The organization said in a statement the request came from Interpol's Ottawa branch, which is run by the RCMP.

Interpol, which is based in Lyon, France, sent out what it calls an orange notice to law-enforcement agencies in 190 countries.

Such a notice warns of "an event, a person, an object or a process representing an imminent threat and danger to persons or property."

Yves Denis, Denis Lefebvre and Serge Pomerleau escaped from the Orsainville Detention Centre in suburban Quebec City on Saturday when a chopper landed in a courtyard, scooped them up and quickly took off.

Police say the three men were originally arrested on drug-trafficking and gangsterism charges in 2010.

The Quebec provincial police website also says Denis, 35, is facing first-degree murder charges, while Lefebvre, 53 and Pomerleau, 49, are facing charges of murder and conspiracy to murder.

News of the Interpol involvement came the same day as the Quebec government ordered an internal investigation into the aftermath of the escape because of contradictory information that has emerged since the breakout.

Premier Philippe Couillard said it has been impossible to get coherent information in a timely fashion and that the government is not satisfied.

"The first priority is to get those three persons back in jail again," Couillard told reporters in Quebec City. "This is what threatens citizens' security as we speak.

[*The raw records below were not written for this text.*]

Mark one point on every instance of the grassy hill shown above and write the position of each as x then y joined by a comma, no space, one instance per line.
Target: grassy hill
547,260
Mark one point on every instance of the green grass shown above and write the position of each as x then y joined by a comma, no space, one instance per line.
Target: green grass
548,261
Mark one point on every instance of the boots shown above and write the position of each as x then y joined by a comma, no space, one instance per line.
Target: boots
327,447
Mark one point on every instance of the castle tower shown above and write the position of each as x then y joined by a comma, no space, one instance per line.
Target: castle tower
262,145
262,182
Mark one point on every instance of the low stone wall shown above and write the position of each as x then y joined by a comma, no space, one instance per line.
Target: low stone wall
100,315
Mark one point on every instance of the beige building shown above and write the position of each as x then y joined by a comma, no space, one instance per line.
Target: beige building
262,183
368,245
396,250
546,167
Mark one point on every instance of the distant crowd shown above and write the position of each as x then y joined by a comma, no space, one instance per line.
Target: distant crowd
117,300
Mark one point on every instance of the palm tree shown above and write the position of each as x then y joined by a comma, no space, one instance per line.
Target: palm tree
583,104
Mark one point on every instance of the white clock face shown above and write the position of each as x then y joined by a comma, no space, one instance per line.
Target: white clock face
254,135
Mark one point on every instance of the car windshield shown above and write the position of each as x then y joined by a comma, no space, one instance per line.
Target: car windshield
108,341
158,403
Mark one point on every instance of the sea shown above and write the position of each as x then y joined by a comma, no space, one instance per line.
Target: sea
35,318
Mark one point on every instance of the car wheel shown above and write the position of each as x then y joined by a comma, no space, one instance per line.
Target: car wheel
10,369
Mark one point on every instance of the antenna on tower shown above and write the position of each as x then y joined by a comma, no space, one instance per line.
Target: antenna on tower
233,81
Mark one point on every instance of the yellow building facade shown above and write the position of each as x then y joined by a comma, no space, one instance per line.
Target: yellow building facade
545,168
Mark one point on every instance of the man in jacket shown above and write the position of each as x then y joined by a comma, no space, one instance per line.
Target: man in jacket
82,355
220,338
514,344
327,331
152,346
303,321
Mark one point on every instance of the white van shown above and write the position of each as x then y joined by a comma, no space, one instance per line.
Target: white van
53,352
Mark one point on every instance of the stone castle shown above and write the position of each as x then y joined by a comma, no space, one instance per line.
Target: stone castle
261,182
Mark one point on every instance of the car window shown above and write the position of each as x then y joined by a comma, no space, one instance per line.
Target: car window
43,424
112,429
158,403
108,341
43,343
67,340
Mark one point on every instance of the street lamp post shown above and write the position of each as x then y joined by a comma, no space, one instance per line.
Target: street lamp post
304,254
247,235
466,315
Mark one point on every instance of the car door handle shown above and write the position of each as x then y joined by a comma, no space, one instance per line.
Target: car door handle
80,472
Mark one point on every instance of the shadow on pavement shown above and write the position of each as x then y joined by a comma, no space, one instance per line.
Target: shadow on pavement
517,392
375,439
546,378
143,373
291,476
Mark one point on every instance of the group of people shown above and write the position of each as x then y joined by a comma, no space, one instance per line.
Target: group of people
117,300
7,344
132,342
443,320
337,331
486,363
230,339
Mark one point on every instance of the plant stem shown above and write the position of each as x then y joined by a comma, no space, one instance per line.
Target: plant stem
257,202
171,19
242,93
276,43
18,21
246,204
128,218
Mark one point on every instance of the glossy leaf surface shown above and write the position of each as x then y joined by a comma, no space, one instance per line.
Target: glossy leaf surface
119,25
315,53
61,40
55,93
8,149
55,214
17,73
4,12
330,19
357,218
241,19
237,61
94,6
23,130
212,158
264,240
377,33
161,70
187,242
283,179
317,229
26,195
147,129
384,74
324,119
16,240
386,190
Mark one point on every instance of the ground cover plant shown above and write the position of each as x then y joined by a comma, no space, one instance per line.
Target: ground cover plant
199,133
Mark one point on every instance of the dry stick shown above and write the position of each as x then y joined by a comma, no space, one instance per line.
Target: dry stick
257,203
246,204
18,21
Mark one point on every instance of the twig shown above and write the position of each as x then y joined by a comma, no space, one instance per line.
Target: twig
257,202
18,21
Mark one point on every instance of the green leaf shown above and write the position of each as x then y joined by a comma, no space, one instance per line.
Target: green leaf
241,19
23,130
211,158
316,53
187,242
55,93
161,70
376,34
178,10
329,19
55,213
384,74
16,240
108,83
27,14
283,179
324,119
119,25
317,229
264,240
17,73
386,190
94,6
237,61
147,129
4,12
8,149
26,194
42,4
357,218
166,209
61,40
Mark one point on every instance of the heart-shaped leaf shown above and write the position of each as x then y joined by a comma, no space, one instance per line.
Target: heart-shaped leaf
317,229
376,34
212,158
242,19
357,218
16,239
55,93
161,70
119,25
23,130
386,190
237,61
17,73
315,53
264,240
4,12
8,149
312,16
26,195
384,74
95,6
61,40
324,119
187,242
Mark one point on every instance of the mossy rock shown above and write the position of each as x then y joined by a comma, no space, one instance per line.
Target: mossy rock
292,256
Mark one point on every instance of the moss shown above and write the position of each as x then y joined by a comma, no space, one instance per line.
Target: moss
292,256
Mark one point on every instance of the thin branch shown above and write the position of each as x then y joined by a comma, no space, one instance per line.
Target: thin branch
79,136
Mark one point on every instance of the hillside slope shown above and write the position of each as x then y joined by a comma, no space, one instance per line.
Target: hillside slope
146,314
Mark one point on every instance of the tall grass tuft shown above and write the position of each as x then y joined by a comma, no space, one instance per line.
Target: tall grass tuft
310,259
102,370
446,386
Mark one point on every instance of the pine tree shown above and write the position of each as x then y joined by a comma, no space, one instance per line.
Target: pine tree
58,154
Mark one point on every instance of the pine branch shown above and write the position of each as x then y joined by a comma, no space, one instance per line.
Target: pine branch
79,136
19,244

"Now, the government is not satisfied with the flow of information, the level of information and the coherence of the information that it has received from the various actors, and there are four of them in this situation. We want to go at the bottom of that situation."

The administrative probe will also look into events that followed a March 2013 helicopter escape, when two inmates latched onto a rope dropped from a chopper at the St-Jerome detention centre and were spirited away.

It is hoped the inquiry will shed light on communications between the office of the public security minister and the deputy minister, the province's detention centres, the Quebec provincial police and the Justice Department.

Public Security Minister Lise Theriault said the various entities have provided contradictory information and only after long delays.

She also told reporters at the legislature that despite comments from Nav Canada, a deal does exist to prohibit air traffic over the detention centres.